May 16th, 2018
Ashlee Ammons and her mother Kerry Schrader are the founders of Mixtroz, an app that alleviates the awkwardness of networking events by connecting attendees at mixers based on their interests. Two years ago, the mother-daughter duo left their corporate careers and embarked on their first entrepreneurial venture, building their tech company at a startup accelerator in Birmingham, AL.
According to Ashlee, the journey has been incredibly rewarding—but it hasn’t been easy. The two have shared a bed most of this year in order to save money for their business. But last week, Ashlee and Kerry took a huge step forward when they secured a $100,000 investment from AOL Founder Steve Case during the Rise of the Rest pitch competition in Birmingham. They plan to use their new funding to grow their team and build out their technology. Most certainly, they’ll be buying a new bed.
Since 2014, the Rise of the Rest tour has traveled to 38 communities outside of Silicon Valley and New York, where startup communities are gathering momentum and building great technologies. Each stop of the tour includes visits with leading startups and ecosystem builders to better understand what helps and hinders founders in that community, followed by a pitch competition for local entrepreneurs to raise funding.
Rise of the Rest is a member of the Google for Entrepreneurs partner network, a collection of tech hubs, accelerators, and programs to help entrepreneurs create economic opportunity for everyone. From Detroit’s Grand Circus to Durham’s American Underground, we provide financial support and Google resources to startup communities that equip and nurture entrepreneurs. As part of this effort, this year Google for Entrepreneurs was proud to send graphic designers and coaches to help prepare entrepreneurs like Ashlee to deliver their pitch to Rise of the Rest investors and partners.

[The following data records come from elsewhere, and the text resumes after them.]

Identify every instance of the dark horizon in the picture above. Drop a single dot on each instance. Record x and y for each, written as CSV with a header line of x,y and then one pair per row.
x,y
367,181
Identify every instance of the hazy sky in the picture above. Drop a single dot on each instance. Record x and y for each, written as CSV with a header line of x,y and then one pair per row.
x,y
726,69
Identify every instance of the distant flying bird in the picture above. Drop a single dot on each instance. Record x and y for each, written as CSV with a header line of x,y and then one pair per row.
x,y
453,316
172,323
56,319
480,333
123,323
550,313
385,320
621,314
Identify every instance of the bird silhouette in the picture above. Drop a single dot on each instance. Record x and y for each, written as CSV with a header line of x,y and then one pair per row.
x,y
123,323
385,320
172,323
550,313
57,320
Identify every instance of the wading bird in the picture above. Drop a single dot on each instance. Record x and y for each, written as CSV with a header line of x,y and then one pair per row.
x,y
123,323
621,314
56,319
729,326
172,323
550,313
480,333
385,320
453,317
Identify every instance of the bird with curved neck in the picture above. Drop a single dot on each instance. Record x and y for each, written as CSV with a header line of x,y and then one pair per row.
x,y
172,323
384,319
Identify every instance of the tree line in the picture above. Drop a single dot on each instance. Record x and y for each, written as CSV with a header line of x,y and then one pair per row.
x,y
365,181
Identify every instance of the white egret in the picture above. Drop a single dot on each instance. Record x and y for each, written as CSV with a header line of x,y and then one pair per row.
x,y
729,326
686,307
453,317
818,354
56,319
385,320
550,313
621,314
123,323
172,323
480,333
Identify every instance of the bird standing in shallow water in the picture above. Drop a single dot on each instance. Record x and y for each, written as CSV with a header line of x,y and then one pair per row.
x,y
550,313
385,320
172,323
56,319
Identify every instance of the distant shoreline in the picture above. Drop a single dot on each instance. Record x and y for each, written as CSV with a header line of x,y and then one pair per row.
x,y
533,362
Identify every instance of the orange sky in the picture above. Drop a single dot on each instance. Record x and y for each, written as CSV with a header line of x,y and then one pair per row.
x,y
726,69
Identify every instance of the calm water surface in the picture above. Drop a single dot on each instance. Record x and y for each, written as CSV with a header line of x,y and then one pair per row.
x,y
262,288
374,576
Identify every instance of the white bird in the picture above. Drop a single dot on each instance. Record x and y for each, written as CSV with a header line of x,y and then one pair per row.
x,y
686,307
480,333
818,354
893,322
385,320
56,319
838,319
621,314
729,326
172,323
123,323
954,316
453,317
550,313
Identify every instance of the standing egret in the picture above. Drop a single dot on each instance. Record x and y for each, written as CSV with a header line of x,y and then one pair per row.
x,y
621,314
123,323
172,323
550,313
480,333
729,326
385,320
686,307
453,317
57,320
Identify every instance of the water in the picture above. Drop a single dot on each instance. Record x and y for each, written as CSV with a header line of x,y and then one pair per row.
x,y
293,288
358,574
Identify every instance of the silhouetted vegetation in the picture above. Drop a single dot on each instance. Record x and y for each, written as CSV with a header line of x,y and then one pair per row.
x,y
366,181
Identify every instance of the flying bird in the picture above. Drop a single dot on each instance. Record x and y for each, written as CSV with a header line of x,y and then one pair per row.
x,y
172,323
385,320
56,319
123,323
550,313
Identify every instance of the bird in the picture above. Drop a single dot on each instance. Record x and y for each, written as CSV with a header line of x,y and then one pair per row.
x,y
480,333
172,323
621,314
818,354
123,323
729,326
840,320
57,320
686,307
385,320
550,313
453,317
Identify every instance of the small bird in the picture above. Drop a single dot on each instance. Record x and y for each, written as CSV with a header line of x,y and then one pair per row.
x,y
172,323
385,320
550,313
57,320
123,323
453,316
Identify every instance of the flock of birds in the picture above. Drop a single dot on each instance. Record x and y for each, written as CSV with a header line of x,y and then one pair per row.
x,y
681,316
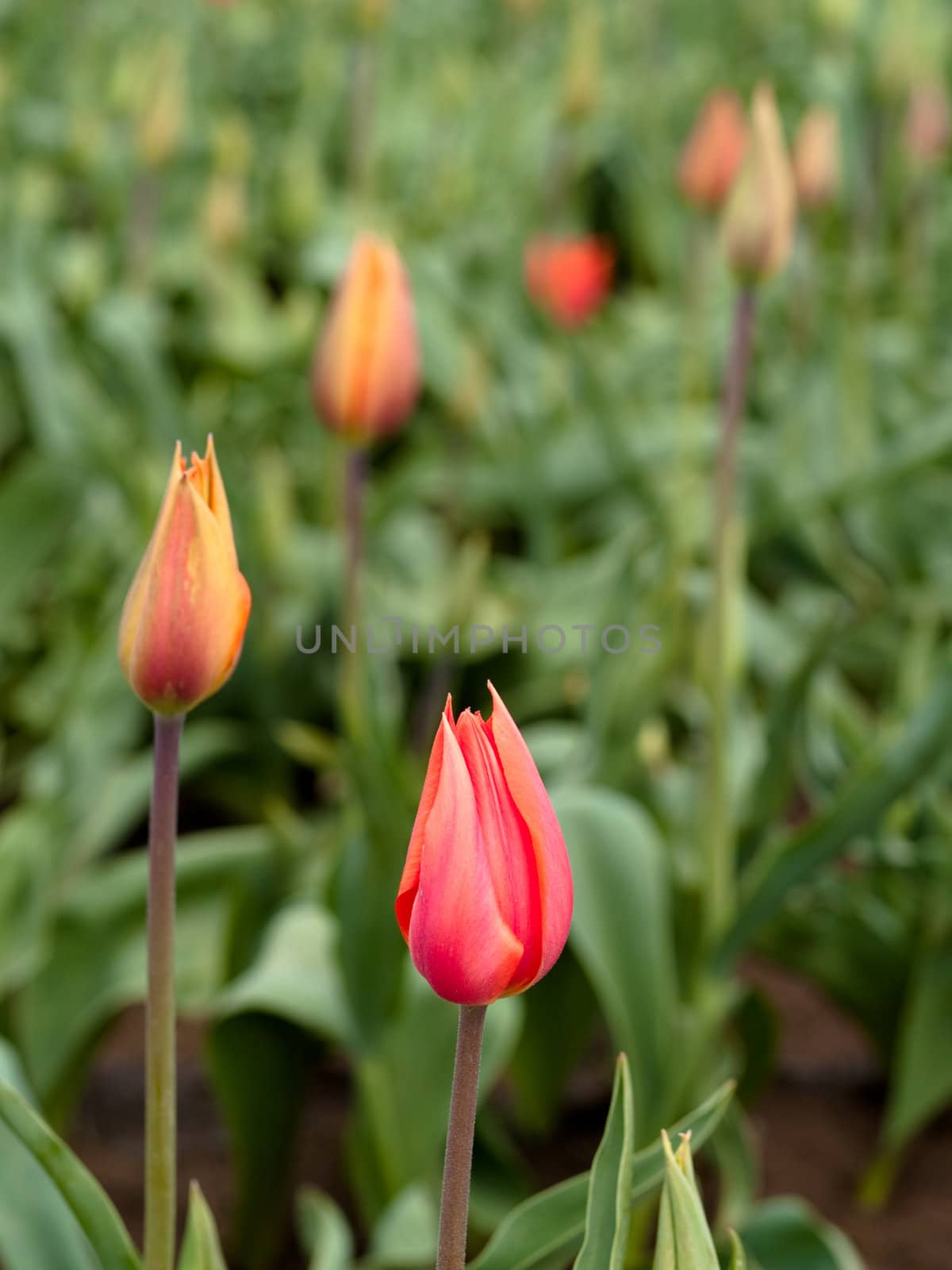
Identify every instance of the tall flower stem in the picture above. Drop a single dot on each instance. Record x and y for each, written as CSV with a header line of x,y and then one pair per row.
x,y
355,491
455,1204
721,841
160,1006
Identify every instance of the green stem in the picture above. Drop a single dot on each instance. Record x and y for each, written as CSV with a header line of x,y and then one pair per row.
x,y
160,1007
455,1204
721,844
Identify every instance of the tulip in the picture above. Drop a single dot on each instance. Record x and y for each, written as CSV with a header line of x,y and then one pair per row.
x,y
714,152
927,127
365,378
486,895
569,279
816,160
761,213
186,614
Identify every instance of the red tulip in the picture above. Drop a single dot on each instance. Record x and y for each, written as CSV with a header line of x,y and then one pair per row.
x,y
186,614
927,126
486,895
569,277
366,370
714,152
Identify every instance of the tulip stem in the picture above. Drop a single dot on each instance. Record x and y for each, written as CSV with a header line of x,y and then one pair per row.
x,y
160,1006
455,1204
727,545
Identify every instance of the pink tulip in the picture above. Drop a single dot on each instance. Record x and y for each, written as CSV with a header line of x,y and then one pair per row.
x,y
486,895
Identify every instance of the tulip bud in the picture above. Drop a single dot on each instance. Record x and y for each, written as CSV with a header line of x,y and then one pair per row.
x,y
714,152
186,614
569,279
583,70
816,163
365,378
761,213
486,895
927,127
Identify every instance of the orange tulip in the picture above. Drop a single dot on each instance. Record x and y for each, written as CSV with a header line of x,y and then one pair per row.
x,y
486,895
186,614
569,279
927,127
365,378
759,216
816,165
714,152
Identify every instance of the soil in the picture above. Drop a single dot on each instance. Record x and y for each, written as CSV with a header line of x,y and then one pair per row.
x,y
816,1127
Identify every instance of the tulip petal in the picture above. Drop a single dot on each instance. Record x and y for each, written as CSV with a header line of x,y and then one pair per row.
x,y
410,879
509,849
555,880
459,939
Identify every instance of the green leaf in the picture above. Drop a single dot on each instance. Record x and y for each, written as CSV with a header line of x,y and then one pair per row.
x,y
621,933
738,1259
685,1238
86,1198
324,1232
36,1226
405,1237
201,1249
249,1053
922,1079
787,1235
608,1210
546,1231
795,859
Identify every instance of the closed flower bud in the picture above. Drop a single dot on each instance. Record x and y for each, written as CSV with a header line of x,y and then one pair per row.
x,y
186,614
569,279
816,158
927,127
365,378
761,213
714,152
486,895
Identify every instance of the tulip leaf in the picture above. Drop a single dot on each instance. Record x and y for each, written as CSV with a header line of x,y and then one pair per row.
x,y
797,857
608,1212
83,1194
37,1227
738,1260
685,1238
786,1235
546,1231
201,1249
621,933
324,1232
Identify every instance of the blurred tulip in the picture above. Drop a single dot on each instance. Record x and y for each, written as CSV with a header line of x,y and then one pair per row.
x,y
927,127
162,121
816,158
486,895
761,213
714,152
224,215
583,69
186,614
569,279
365,378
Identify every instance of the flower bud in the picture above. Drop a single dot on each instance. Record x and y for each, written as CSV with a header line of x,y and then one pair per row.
x,y
714,152
365,378
583,69
761,213
186,614
569,279
927,127
816,158
486,895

In 2017, startups in the Google for Entrepreneurs partner network created 3,017 jobs in the U.S.—up 50 percent from 2016, and they raised $300 million in funding.
In our work with startup teams around the U.S. and the world, we see that the desire to work hard and build a better way to do something knows no geographical bounds. We also know that when founders are successful, not only do they build great products for users, they also improve their local economies. Last year, startups in the Google for Entrepreneurs partner network created 3,017 jobs in the U.S.—up 50 percent from 2016. They also raised more than $300 million in funding in 2017 alone.
Entrepreneurs like Ashlee and Kerry are making great ideas a reality around the country, and we’re proud to support them as they build the next generation of technology that pushes our world forward.